In short, the man is a phenomena.
So, in deference to The Hoff, I quickly unplugged my iPod and tuned in.
His answer to one question really hit me. When asked why he had been so successful in picking both Baywatch and Knight Rider, he said that it came down to his checklist of three things. Any script must give Heart, Humour and Action.
These strike me as a great checklist for speech writers too. I think of them as such:
- Heart - the best speakers bring passion to the dullest of subjects. You are left in no doubt about their position on the subject and their belief in their position. They tell you whether globalisation is good or bad and tell you with all their might. They tell you how Aids is the scourge of Africa and you feel their pain. They tell you a funny story and you know they are excited to be telling it to you. Heart sucks us in.

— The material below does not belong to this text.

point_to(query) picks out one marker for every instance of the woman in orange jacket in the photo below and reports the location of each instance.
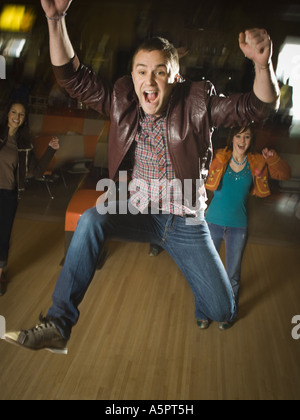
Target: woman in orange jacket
(236, 171)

- Humour - Humour should not be reserved for the best man speech. It is a powerful tool for everyone to use. This does not mean that you need to be a stand-up comic or a laugh a minute. But it does mean that your natural humour should come through. You should use your humour in the same easy going manner as you might at a wine bar or dinner party. This takes work for many speakers but with practice can be achieved. The use of props or amusing slides can help here - whatever works best for you.
- Action - no-one likes dry, inward looking, highly analytical speeches. Numbers and facts need to be brought to life. Show us what it means at the coal face. They want to hear about real stories - what you have seen, what you have done, what you have experienced. These are what interest us most.
Guy Kawasaki (a great speaker himself) recently recommended we listen to Marjora Carter speak at the TED Conference in the States. She provides one of the best examples I've recently seen of Heart, Humour and Action in practice. Listen for yourself and see what you think.
I know this will be become a great checklist for my speech writing in future. See whether it might be a good one for you too.